(from "a visit with magritte")
Whenever I'm feeling adrift, I pull out my beloved copy of Sequences. It calms and anchors me again.
And when I'm seeking creative guidance, I re-read this incredible 1969 transcript of a discussion between Michals and a group of students at New York's MOMA. Some of my favourite excerpts below.
"Why does it have to be spontaneous? Ah, you see you're operating under the point of view we've been functioning under the last 20 years and that's the Robert Frank, [Henri] Cartier-Bresson point of view. The reality or the truth of the street. "Something really is valid only when you catch the instant that the thing happens in front of your eyes," you know. You get locked under a question of "reality." That's one kind of reality, there, but you know reality is really a fantastic problem. I mean you really get into this with photography. My pictures are as valid, or may be even more valid, in their contrivedness; they have their own reality. It's two different points of view. But all I'm saying is that people should start considering this point of view as being as valid as the "truth of the street.''
On pretty pictures
"...the fact that you were there to respond to something—that's not enough. Also, when you look at it, it all depends on what you want out of your photographs. If you look at a photograph and you think, "My isn't that a beautiful photograph," and you go on to the next one. Or "Isn't that nice light?" so what! I mean what does it do to you or what's the real value in the long run? What do you walk away from it with? I mean I'd much rather show you a photograph that makes demands on you, that you might become involved in on your own terms or perplexed by. Or I'd much rather suggest something that explains something. I think that, so you see a picturesque picture of a lady standing on a corner with a grumpy face wrapped up in an American flag . . . well that's an interesting photograph; but two minutes later it's not an interesting photograph. Ah, where are all those private head images that are all sitting here at the table? You know, everybody's waiting for something outside to happen for them to record. You know, what's going on inside of you? Why are you ignoring yourself?"
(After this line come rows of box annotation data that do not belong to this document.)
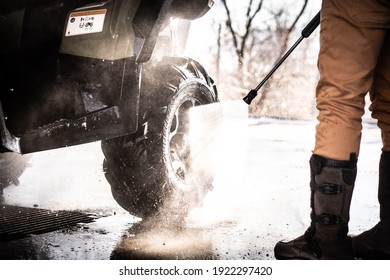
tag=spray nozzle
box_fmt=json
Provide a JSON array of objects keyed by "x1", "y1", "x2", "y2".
[{"x1": 243, "y1": 89, "x2": 257, "y2": 105}]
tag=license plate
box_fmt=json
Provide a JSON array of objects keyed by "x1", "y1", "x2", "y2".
[{"x1": 65, "y1": 9, "x2": 107, "y2": 36}]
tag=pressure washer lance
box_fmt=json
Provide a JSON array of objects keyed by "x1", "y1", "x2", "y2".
[{"x1": 243, "y1": 11, "x2": 321, "y2": 105}]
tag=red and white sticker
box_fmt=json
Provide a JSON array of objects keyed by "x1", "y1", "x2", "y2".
[{"x1": 65, "y1": 9, "x2": 107, "y2": 36}]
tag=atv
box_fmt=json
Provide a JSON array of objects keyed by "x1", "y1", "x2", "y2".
[{"x1": 0, "y1": 0, "x2": 218, "y2": 218}]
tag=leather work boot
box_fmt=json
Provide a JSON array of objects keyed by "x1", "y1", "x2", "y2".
[
  {"x1": 274, "y1": 154, "x2": 357, "y2": 260},
  {"x1": 352, "y1": 152, "x2": 390, "y2": 260}
]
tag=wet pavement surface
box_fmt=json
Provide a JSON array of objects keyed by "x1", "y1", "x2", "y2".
[{"x1": 0, "y1": 119, "x2": 381, "y2": 260}]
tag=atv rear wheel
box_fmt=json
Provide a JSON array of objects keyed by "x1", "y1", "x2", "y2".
[{"x1": 102, "y1": 58, "x2": 218, "y2": 218}]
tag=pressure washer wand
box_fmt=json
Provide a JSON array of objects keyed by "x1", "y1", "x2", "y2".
[{"x1": 243, "y1": 11, "x2": 321, "y2": 105}]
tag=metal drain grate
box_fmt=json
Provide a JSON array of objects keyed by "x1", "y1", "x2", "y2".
[{"x1": 0, "y1": 205, "x2": 96, "y2": 241}]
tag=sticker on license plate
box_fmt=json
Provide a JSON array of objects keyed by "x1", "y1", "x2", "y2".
[{"x1": 65, "y1": 9, "x2": 107, "y2": 36}]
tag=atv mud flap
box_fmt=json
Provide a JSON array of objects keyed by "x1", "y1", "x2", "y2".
[{"x1": 20, "y1": 106, "x2": 128, "y2": 154}]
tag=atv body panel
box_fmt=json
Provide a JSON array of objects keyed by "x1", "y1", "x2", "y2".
[{"x1": 0, "y1": 0, "x2": 218, "y2": 219}]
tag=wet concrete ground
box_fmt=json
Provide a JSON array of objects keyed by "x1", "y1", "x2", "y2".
[{"x1": 0, "y1": 119, "x2": 380, "y2": 260}]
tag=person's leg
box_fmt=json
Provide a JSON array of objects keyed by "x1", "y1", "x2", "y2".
[
  {"x1": 274, "y1": 0, "x2": 385, "y2": 259},
  {"x1": 353, "y1": 31, "x2": 390, "y2": 259}
]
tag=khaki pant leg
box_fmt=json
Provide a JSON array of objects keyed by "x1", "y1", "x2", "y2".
[
  {"x1": 370, "y1": 31, "x2": 390, "y2": 152},
  {"x1": 313, "y1": 0, "x2": 389, "y2": 160}
]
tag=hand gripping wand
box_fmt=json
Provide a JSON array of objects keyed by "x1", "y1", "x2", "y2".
[{"x1": 243, "y1": 12, "x2": 320, "y2": 105}]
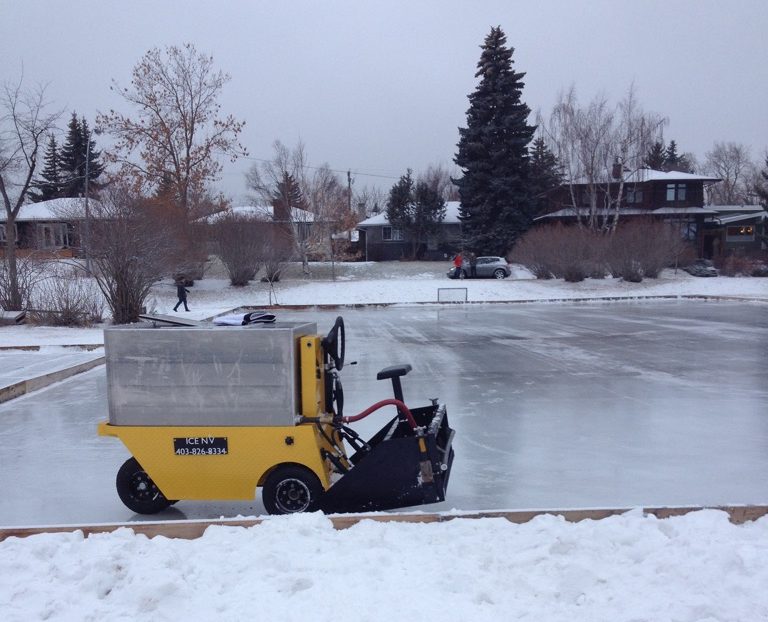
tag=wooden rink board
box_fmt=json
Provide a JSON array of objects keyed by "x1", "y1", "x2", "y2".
[{"x1": 0, "y1": 505, "x2": 768, "y2": 542}]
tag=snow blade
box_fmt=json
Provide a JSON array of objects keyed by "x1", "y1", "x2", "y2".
[{"x1": 320, "y1": 404, "x2": 454, "y2": 513}]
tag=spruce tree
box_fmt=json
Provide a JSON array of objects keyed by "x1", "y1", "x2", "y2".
[
  {"x1": 755, "y1": 155, "x2": 768, "y2": 210},
  {"x1": 454, "y1": 27, "x2": 536, "y2": 255},
  {"x1": 387, "y1": 169, "x2": 413, "y2": 231},
  {"x1": 60, "y1": 112, "x2": 104, "y2": 197},
  {"x1": 643, "y1": 141, "x2": 667, "y2": 171},
  {"x1": 530, "y1": 137, "x2": 563, "y2": 216},
  {"x1": 60, "y1": 112, "x2": 85, "y2": 197},
  {"x1": 29, "y1": 134, "x2": 62, "y2": 203}
]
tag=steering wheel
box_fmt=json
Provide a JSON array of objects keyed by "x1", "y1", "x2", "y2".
[{"x1": 321, "y1": 316, "x2": 347, "y2": 371}]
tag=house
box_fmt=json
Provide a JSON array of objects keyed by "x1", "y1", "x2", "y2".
[
  {"x1": 0, "y1": 198, "x2": 98, "y2": 257},
  {"x1": 357, "y1": 201, "x2": 461, "y2": 261},
  {"x1": 535, "y1": 169, "x2": 768, "y2": 259},
  {"x1": 201, "y1": 205, "x2": 315, "y2": 240}
]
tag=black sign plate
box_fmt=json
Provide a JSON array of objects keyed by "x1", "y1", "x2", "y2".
[{"x1": 173, "y1": 436, "x2": 229, "y2": 456}]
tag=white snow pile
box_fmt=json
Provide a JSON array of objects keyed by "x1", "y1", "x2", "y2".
[{"x1": 0, "y1": 510, "x2": 768, "y2": 622}]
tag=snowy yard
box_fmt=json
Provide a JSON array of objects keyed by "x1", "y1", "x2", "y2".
[{"x1": 0, "y1": 264, "x2": 768, "y2": 622}]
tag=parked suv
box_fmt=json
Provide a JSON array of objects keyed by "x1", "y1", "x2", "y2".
[{"x1": 448, "y1": 257, "x2": 512, "y2": 279}]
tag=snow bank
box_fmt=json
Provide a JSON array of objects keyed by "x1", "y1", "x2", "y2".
[{"x1": 0, "y1": 510, "x2": 768, "y2": 622}]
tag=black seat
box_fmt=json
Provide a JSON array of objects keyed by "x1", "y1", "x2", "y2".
[{"x1": 376, "y1": 363, "x2": 413, "y2": 380}]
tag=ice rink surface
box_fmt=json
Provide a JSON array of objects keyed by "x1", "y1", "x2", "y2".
[{"x1": 0, "y1": 301, "x2": 768, "y2": 526}]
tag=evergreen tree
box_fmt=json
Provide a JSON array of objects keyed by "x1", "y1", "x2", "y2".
[
  {"x1": 387, "y1": 169, "x2": 445, "y2": 258},
  {"x1": 387, "y1": 169, "x2": 413, "y2": 230},
  {"x1": 643, "y1": 141, "x2": 667, "y2": 171},
  {"x1": 755, "y1": 155, "x2": 768, "y2": 210},
  {"x1": 59, "y1": 112, "x2": 104, "y2": 197},
  {"x1": 662, "y1": 140, "x2": 693, "y2": 173},
  {"x1": 454, "y1": 27, "x2": 536, "y2": 255},
  {"x1": 530, "y1": 137, "x2": 563, "y2": 216},
  {"x1": 29, "y1": 134, "x2": 62, "y2": 203}
]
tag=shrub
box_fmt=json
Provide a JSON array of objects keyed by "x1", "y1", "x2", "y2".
[
  {"x1": 0, "y1": 255, "x2": 45, "y2": 311},
  {"x1": 28, "y1": 268, "x2": 104, "y2": 326},
  {"x1": 510, "y1": 220, "x2": 693, "y2": 283}
]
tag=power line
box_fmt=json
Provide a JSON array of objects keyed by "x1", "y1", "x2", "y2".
[{"x1": 217, "y1": 152, "x2": 400, "y2": 179}]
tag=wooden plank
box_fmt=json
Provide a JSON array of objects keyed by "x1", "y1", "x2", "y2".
[
  {"x1": 0, "y1": 505, "x2": 768, "y2": 542},
  {"x1": 139, "y1": 313, "x2": 202, "y2": 326}
]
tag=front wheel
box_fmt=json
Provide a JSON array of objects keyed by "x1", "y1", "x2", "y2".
[
  {"x1": 261, "y1": 465, "x2": 323, "y2": 514},
  {"x1": 115, "y1": 458, "x2": 175, "y2": 514}
]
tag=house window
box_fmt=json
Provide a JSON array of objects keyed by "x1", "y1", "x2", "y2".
[
  {"x1": 725, "y1": 225, "x2": 755, "y2": 242},
  {"x1": 0, "y1": 224, "x2": 19, "y2": 246},
  {"x1": 381, "y1": 227, "x2": 403, "y2": 242},
  {"x1": 37, "y1": 223, "x2": 69, "y2": 249},
  {"x1": 627, "y1": 188, "x2": 643, "y2": 205},
  {"x1": 667, "y1": 184, "x2": 686, "y2": 203}
]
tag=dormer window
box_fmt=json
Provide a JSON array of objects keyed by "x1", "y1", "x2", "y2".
[
  {"x1": 667, "y1": 184, "x2": 686, "y2": 203},
  {"x1": 627, "y1": 188, "x2": 643, "y2": 205}
]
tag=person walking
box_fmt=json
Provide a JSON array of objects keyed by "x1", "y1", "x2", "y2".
[
  {"x1": 453, "y1": 252, "x2": 464, "y2": 279},
  {"x1": 173, "y1": 276, "x2": 189, "y2": 311}
]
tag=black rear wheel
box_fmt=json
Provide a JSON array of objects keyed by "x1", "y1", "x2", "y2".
[
  {"x1": 115, "y1": 458, "x2": 173, "y2": 514},
  {"x1": 261, "y1": 465, "x2": 323, "y2": 514}
]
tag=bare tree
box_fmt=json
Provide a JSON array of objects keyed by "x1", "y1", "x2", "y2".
[
  {"x1": 418, "y1": 164, "x2": 460, "y2": 201},
  {"x1": 91, "y1": 184, "x2": 176, "y2": 324},
  {"x1": 306, "y1": 164, "x2": 358, "y2": 270},
  {"x1": 0, "y1": 78, "x2": 61, "y2": 309},
  {"x1": 211, "y1": 211, "x2": 271, "y2": 287},
  {"x1": 98, "y1": 43, "x2": 246, "y2": 229},
  {"x1": 540, "y1": 86, "x2": 667, "y2": 231},
  {"x1": 704, "y1": 142, "x2": 757, "y2": 205},
  {"x1": 246, "y1": 140, "x2": 327, "y2": 274},
  {"x1": 353, "y1": 186, "x2": 387, "y2": 220}
]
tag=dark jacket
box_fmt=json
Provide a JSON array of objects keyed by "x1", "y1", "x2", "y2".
[{"x1": 176, "y1": 282, "x2": 189, "y2": 300}]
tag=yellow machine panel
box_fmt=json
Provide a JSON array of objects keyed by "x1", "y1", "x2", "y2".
[{"x1": 99, "y1": 422, "x2": 332, "y2": 499}]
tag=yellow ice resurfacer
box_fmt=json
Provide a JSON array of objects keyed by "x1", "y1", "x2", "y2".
[{"x1": 98, "y1": 314, "x2": 454, "y2": 514}]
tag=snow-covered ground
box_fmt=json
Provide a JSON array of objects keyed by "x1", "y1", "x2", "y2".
[
  {"x1": 0, "y1": 510, "x2": 768, "y2": 622},
  {"x1": 0, "y1": 264, "x2": 768, "y2": 622},
  {"x1": 0, "y1": 262, "x2": 768, "y2": 347}
]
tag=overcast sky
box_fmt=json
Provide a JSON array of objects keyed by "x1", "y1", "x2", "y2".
[{"x1": 0, "y1": 0, "x2": 768, "y2": 201}]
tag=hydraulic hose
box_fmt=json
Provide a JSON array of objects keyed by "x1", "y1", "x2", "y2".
[{"x1": 341, "y1": 398, "x2": 417, "y2": 430}]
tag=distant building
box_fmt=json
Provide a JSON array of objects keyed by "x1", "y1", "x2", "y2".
[
  {"x1": 535, "y1": 169, "x2": 768, "y2": 259},
  {"x1": 0, "y1": 198, "x2": 98, "y2": 257},
  {"x1": 357, "y1": 201, "x2": 461, "y2": 261}
]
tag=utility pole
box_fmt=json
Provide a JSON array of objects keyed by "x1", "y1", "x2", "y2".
[
  {"x1": 85, "y1": 132, "x2": 93, "y2": 276},
  {"x1": 347, "y1": 171, "x2": 352, "y2": 214}
]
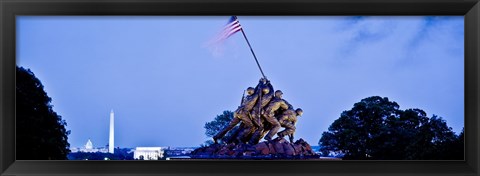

"I think photographers should use what a camera can do, like a painter uses what the paint can do. I mean cameras can blur, you can double expose, you can do all sorts of things technically with the camera. People don't use that on purpose, you know what I mean? And I think you should use all the things that people consider as mistakes or the negative aspects of the camera. I think you should keep yourself open and work with blur—you can do many beautiful things. Outside Ernest Haas, that sort of thing, but using it, not accidentally the way he did. Using it for your own means, to suggest a vague impression of an event. So I think people should use the camera as a machine. I hate cameras myself—I don't really like cameras. I'm not a camera buff; I'm not interested in cameras. I always feel like a writer "hung up" on his typewriter. The camera is just . . . like you should know your camera thoroughly and then you should forget about it completely. And it should not be a thing between you and the person or what you're doing."There you have it - THE definitive master class if you ask me.